The scam is based on all the techniques used in classic phishing scams. The email is designed to look exactly like an official email from Apple, with logos, colors and fonts that make it very believable. This consistency is intended to earn your trust.
The account warning also causes an emotional response. You may experience anxiety or panic at the thought that your Apple ID has been suspended. This is the hook that can make you take action. The scam combines this with a sense of urgency, forcing you to act quickly to recover your account. The idea behind this is to make you act hastily and overlook any inconsistencies in the email.
Don’t take the bait
With more than two billion active Apple devices worldwide, it’s no surprise that scammers are targeting users of these products. Whether you own an iPhone, an iPad, a MacBook, or something else, an Apple ID is your key to the Apple ecosystem. If this is compromised, cybercriminals could potentially gain access to a wealth of your data.
This isn’t the first Apple ID scam we’ve seen: earlier this year we reported on a text message attack that attempted to steal user data. As phishing attacks become more common, complex and difficult to detect, especially through the use of artificial intelligence, we don’t expect Apple ID (or Apple Account) scams to go away anytime soon.
TL;DR How do you stay safe?
1. Check the email address (Apple emails end with ‘@email.apple.com’).
2. Look for inconsistencies in the email (such as grammatical errors).
3. Please note that Apple will never ask you to log in to a website.
4. Enable two-factor authentication for extra security.
There are a few things you can do to keep yourself and your Apple ID safe. When you receive an email about your Apple ID, first check the address the email was sent from. If it is a real email from Apple, the account will end in @email.apple.com. If that is not the case, there is almost certainly fraud.
Secondly, you should also thoroughly check the email for inconsistencies.

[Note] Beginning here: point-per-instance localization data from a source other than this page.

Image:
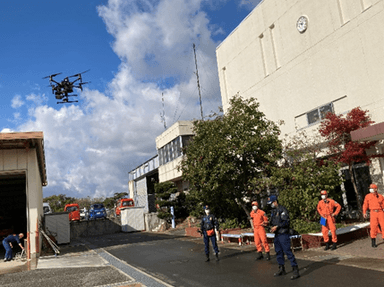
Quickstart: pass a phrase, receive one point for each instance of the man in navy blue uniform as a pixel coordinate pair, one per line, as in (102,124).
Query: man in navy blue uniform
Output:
(280,227)
(7,243)
(208,225)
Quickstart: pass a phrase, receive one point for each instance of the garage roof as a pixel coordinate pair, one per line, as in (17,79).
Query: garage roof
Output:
(26,140)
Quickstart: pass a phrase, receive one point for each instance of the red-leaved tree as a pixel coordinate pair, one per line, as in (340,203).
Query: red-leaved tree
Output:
(336,129)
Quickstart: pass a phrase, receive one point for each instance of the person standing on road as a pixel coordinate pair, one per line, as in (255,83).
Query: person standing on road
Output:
(375,203)
(207,228)
(259,221)
(280,227)
(7,243)
(328,209)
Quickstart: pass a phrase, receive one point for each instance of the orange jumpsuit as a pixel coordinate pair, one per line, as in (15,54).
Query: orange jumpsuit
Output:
(375,203)
(326,208)
(259,220)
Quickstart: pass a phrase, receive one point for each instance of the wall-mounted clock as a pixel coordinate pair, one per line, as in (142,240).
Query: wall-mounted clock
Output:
(302,24)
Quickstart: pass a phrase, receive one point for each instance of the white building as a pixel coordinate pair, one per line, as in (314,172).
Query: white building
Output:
(169,147)
(303,58)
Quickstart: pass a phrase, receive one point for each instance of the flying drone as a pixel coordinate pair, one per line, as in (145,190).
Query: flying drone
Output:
(63,89)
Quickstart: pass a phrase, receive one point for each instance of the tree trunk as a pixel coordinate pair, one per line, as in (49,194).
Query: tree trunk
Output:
(359,206)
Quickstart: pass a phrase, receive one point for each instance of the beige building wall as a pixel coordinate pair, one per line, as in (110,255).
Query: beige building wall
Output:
(27,160)
(338,60)
(21,161)
(168,171)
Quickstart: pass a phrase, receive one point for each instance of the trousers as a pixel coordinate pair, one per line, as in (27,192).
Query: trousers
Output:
(283,245)
(8,250)
(377,218)
(206,243)
(260,239)
(330,225)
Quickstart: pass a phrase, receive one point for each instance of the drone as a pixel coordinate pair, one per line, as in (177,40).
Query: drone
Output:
(63,89)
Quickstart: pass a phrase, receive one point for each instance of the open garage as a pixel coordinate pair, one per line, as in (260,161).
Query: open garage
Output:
(22,177)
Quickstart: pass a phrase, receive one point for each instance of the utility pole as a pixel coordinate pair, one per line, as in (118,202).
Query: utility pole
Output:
(198,83)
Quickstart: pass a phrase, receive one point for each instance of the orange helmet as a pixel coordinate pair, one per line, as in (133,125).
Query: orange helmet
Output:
(374,186)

Look for spelling mistakes, grammatical errors and formatting problems; These are all clear signs of a fraudulent email.
As a general rule, you should view account alert emails with a healthy dose of suspicion. Apple published an article on how to protect yourself from scams, in which it offers the following advice: “If you are suspicious about an unexpected message, phone call, or request for personal information, such as your email address, phone number, password, security code, or money, it is safer to assume it is a scam. If necessary, please contact that company directly.”
Apple also makes it clear that it will never ask you to log into a website, enter your passcode, or bypass two-factor authentication. If an email asks you to do any of these things, you know it’s a scam.
If you think an email you received about your Apple ID is not authentic, do not click on any links in it. Instead, you can forward this email to reportphishing@apple.com and then mark the message as spam.
If you think your Apple ID has been hacked, you should change your password by going directly to the Apple website. It’s also good practice to enable two-factor authentication, which makes it much harder for hackers to access your Apple account, even if they have your username and password.